The dreadlocked dude in the red cap took one look at me and said, “Oh, man, you’re the guitar player from Ike’s.” Then, to the two in front, he said, “Hey, this here is who I was just talkin’ about.” He turned back to me and said, “What’s your name, brother?”

I told him and extended a hand.

He smiled and we shook hands as he said, “I’m Sam, that’s Daniel drivin’, and this here is my bro Maxie.” His English was good. They seemed a little tense.

“Hey,” I nodded to each of them. “You all from Cahuita?”

“Oh, yeah, Maxie and me, we grew up here,” Sam said. “Daniel is one of those crazies from Limon.” They all chuckled as the 1983 Cadillac Eldorado Biarritz, not your typical beach buggy, splashed through a few sand dips. As I listened to Sam talk, I got the impression he was a big frog in a small pond.

“So, Brother Pete,” he said, “I got two questions: what are you doing out here tonight and where did you learn to play guitar like that?”

“I’m not sure—and Texas,” I answered.

Maxie lit up a joint and passed it around and everyone seemed to relax a bit. Sam and Maxie spoke to me in American English but the driver only used the Limon dialect I heard at the club and, when he spoke to me, I understood nothing. He wasn’t the friendliest guy I’d met this week anyway, but you never know—sometimes it’s just the language thing.

I mentioned that I was surprised that so many people here spoke such good English. Maxie said it was taught in almost every school in Costa Rica and it was usually mandatory. “This is a big tourist destination and we deal with English-speaking visitors every day. And there are many more jobs available to bilingual speakers,” he said. “Tourism is our main industry here. The government even does public ad campaigns to remind native Costa Ricans to remember to be friendly and make our visitors feel welcome.”

As we drove along the coast, I thought about Natalia. I was sure she saw me leave. But did she know these guys? Cahuita was small. I decided it might be best if I didn’t mention her. And that reminded me, she did say we were going to “do something” later. So much for that.
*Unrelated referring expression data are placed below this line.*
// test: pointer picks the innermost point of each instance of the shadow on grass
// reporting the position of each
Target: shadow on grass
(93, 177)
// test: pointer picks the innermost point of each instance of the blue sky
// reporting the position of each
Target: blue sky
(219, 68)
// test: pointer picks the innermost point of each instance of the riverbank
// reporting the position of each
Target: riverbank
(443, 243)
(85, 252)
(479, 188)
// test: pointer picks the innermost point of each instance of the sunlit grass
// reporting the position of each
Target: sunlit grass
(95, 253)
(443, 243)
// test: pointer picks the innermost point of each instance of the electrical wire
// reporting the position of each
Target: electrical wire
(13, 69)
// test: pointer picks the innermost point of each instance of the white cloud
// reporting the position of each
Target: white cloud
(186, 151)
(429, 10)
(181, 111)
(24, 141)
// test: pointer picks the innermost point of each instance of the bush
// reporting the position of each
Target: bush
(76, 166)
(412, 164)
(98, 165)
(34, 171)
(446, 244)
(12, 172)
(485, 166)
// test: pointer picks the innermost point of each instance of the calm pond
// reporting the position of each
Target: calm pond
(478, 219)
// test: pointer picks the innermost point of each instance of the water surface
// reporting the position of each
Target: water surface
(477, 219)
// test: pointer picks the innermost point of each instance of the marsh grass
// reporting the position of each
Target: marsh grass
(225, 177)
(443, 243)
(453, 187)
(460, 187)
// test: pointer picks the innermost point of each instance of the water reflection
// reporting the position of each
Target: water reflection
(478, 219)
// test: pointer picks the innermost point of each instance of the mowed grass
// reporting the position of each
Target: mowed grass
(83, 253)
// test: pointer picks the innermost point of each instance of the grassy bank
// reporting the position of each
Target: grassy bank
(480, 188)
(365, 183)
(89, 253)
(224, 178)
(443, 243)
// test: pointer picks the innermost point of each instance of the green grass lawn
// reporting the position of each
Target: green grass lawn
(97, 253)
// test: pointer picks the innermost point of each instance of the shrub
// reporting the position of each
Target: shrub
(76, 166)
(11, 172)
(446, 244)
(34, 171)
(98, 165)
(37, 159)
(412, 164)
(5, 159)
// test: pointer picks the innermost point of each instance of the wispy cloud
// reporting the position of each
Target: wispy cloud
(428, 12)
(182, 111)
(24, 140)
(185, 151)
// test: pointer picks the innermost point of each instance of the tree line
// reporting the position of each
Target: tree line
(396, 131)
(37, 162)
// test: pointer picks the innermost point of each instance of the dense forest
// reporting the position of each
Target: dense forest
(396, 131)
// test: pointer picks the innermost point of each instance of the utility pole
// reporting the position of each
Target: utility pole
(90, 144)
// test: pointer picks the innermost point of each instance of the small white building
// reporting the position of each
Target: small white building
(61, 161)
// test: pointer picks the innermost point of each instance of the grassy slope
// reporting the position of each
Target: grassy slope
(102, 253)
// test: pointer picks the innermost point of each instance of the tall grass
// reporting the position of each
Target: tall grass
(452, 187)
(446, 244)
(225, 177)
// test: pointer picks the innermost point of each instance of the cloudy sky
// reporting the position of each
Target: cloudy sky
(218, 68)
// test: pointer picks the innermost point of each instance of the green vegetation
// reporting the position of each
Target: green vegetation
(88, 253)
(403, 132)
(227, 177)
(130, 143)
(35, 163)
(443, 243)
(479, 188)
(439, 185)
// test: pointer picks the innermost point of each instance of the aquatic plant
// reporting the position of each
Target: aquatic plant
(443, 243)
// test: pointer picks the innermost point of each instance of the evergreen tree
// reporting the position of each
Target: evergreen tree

The overcast was thinning as the lights of Cahuita poked through ahead. When we finally pulled into town, it was very late. Again, the three of them seemed anxious and spoke among themselves in Spanish. Sam asked, “You parked at Ike’s?”

They dropped me off, we all shook hands, and Sam said he hoped I’d come out to Ike’s and play again tonight. I told him I probably would.

It was minutes before dawn when I cruised down the road to my villa. What in the world happened to Juan and Tonio? Were they okay? What was going on? Was there actually a beached ship or was I gullible? Should I call the local police? When I drove by Natalia’s place, I noticed her car was parked out front. The sleep urge won out, but only just.

I coasted to a stop, limped in the door, washed my face, pulled off my salty shirt, and collapsed on the bed.